Za nami ponad 8000 km w 17 dni (2,5 tygodnia).
Co tu dużo pisać. O tym co nam najbardziej doskwierało piszemy najmniej. Nasze cztery litery dawały się już we znaki.

Boski-Kolasek
10.10.2012, 02:04
Dawaj Glazio Team!!!!!!!!!!

Głazio
15.10.2012, 09:31
Sorki za przerwę w relacji - spowodowana krótkim wypadem motocyklowym do Słowacji i Czech.
Kontynuuję :-)

Masakra ... ?

Blacha w deszczu do tego na zakręcie i na moście była niespodzianką inni nazwą to atrakcją. Tylne koło wyprzedzało przednie.
100 pytań do ...
Kłaść motocykl czy nie?
Chwila szybkich decyzji w przeciągu 2-3 sekund.
Jak położę maszynę to i tak uderzymy w skalną ścianę. Nawet sunąc się po drodze nie zmienimy kierunku jazdy.
Spotkanie ze ścianą - nie uniknione. Prawie szorujemy po podłożu lewym kufrem.
Koniec mostu. Jeszcze na kołach. Jest już asfalt.
Muszę spróbować.
Może uda się uniknąć zderzenia ze ścianą.
Odrobina zimnej krwi, dodany gaz i wychodzimy cało. Chwilę nami porzucało. Utrzymałem wibrującą raz w lewo raz w prawo kierownicę. Jesteśmy na drodze.
W jednej chwili tyle emocji. Śmierć w oczach. Z jednej strony ściana z drugiej przepaść. Przegrzane zwoje szarych komórek. Odrobina wysiłku fizycznego. Opanowanie kierownicy. Ujarzmienie żółtego kolosa.

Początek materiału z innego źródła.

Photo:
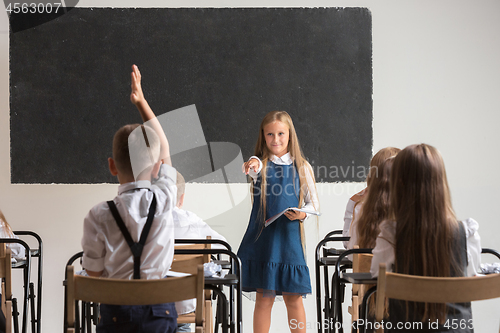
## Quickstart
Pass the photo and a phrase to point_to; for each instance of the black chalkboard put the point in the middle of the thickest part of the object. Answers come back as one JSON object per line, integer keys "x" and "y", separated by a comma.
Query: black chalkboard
{"x": 70, "y": 83}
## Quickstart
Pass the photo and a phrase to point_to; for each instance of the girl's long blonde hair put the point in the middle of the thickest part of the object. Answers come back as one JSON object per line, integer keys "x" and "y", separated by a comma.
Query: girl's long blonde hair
{"x": 426, "y": 226}
{"x": 301, "y": 164}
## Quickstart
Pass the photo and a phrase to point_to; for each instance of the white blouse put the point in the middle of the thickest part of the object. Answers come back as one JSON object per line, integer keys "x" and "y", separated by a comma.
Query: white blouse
{"x": 384, "y": 248}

Toczymy się dalej. Trudno wyczuć jak mogło się to wszystko zakończyć.

To było najbardziej niebezpieczne zajście na naszym wyjeździe.

Do Batumi jedziemy w ciągłym w deszczu.
Batumi - miejscami kompletnie sucho a miejscami pada. Tradycyjnie przez rok skończyli budynki, które nie były skończone a w międzyczasie powstało parę nowych. Oświetlone co się da - nawet przydrożne palmy.
Zajeżdżamy do naszych starych znajomych. Piwo, chaczapuri i po przejściach kolejnego dnia spanie.

Dzień 19 (Batumi)
Pranie, pokazywanie zdjęć i filmów z poprzednich pobytów w Gruzji (2010/2011).
http://www.radiator-mototurystyka.pl/images/fbfiles/images/P1150657.JPG

Leniuchowanie. Liczyliśmy na słońce i plażę. Pogoda niepewna. Deszcz ciągle wisi w powietrzu. Zamiast na plażę idziemy z wizytą do kolejnego znajomego Paata. Pogoda w kratkę - pada i przestaje. W naszym ulubionym lokalu zmienił się browar i coś w składzie chaczapuri. Tym razem nie było tak smaczne jak wcześniej. Piwo Zegari nie umywa się do Batumskiego. Zresztą to kwestia indywidualnych smaków.
Wieczorem nasze dłuższe wersje filmowe Gruzja 2010 i 2011 zrobiły niesamowitą furorę. Otrzymujemy pochwały, prezenty, pomarańcze i cytryny prosto z sadów i to co najbardziej bezcenne - zadowolenie na twarzach Gruzinów i duma z piękna ich kraju, który większość z nich zna tylko z opowieści.
Po obejrzeniu zdjęć i filmów komentarze, że zrobiliśmy Gruzji wspaniałą reklamę ich kraju. To dodało nam tylko otuchy.

Dzień 20 (Batumi)
Poranna kawa. Wyjazd na miasto w poszukiwaniu internetu. Nasz pierwszy wpis z wyjazdu. Zwiedzanie. Powrót. Pogoda dalej w kratkę. Moczymy nogi w Morzu Czarnym. Woda ciepła jednak warunki nie sprzyjają wylegiwaniu się na plaży.
Wracamy, pakujemy się i w drogę w stronę Turcji. Wyruszamy ok. godz. 15.00.
Tym razem chcemy zwiedzić Turcję a nie tylko przejechać podziwiając tylko to co po drodze.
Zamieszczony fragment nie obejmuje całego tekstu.